Implementation:Online ml River Metrics SampleAverage
| Knowledge Sources | |
|---|---|
| Domains | Online_Learning, Evaluation_Metrics, Multi_Output_Learning |
| Last Updated | 2026-02-08 16:00 GMT |
Overview
Sample-average wrapper evaluating the metric on each sample independently and averaging results.
Description
SampleAverage wraps any single-output metric for multi-output problems by computing the metric separately for each sample's outputs, then averaging across all samples. For each sample, it creates a fresh metric instance, updates it with all output values from that sample, and stores the resulting metric value. The final score is the arithmetic mean across all per-sample scores. This is equivalent to scikit-learn's average='samples' parameter.
Usage
Use SampleAverage when you want to evaluate performance sample-by-sample rather than output-by-output or globally. This approach gives equal weight to each sample regardless of how many outputs it has, making it suitable when sample-level performance is more important than output-level or global performance. It's particularly useful in multi-label classification when you want to know how well the model performs on average across individual instances.
Code Reference
Source Location
- Repository: Online_ml_River
- File: river/metrics/multioutput/sample_average.py
Signature
class SampleAverage(MultiOutputMetric, metrics.base.WrapperMetric):
def __init__(self, metric):
# metric: Any classification or regression metric
pass
Import
from river import metrics
I/O Contract
| Method | Parameters | Returns | Description |
|---|---|---|---|
| update | y_true (dict), y_pred (dict), [w] | None | Evaluates metric on sample, adds to running average |
| get | - | float | Returns average metric value across all samples |
Usage Examples
from river import metrics
# Sample-average Jaccard score
sample_jaccard = metrics.multioutput.SampleAverage(metrics.Jaccard())
y_true = [
{0: False, 1: True, 2: True},
{0: True, 1: True, 2: False}
]
y_pred = [
{0: True, 1: True, 2: True},
{0: True, 1: False, 2: False}
]
for yt, yp in zip(y_true, y_pred):
sample_jaccard.update(yt, yp)
print(sample_jaccard)
# SampleAverage(Jaccard): 58.33%
# How it's computed:
# Sample 1: Jaccard across outputs {0,1,2} = 66.67%
# Sample 2: Jaccard across outputs {0,1,2} = 50.00%
# Average: (66.67 + 50.00) / 2 = 58.33%
# Compare with other averaging methods
macro_jaccard = metrics.multioutput.MacroAverage(metrics.Jaccard())

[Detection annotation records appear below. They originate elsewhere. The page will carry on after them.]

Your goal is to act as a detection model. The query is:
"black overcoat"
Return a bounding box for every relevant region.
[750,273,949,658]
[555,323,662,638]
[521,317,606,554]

micro_jaccard = metrics.multioutput.MicroAverage(metrics.Jaccard())
for yt, yp in zip(y_true, y_pred):
macro_jaccard.update(yt, yp)
micro_jaccard.update(yt, yp)
print(f"Sample: {sample_jaccard.get():.2%}")
print(f"Macro: {macro_jaccard.get():.2%}")
print(f"Micro: {micro_jaccard.get():.2%}")
# Sample: Averages per-sample performance
# Macro: Averages per-output performance
# Micro: Global performance across all predictions
# Example showing sample weighting
sample_f1_weighted = metrics.multioutput.SampleAverage(metrics.F1())
y_true_w = [
{0: True, 1: True},
{0: False, 1: False},
]
y_pred_w = [
{0: True, 1: True}, # Perfect
{0: False, 1: False}, # Perfect
]
# Weight samples differently
sample_f1_weighted.update(y_true_w[0], y_pred_w[0], w=2.0)
sample_f1_weighted.update(y_true_w[1], y_pred_w[1], w=1.0)
print(f"Weighted sample F1: {sample_f1_weighted.get():.2%}")
# First sample has twice the influence on final score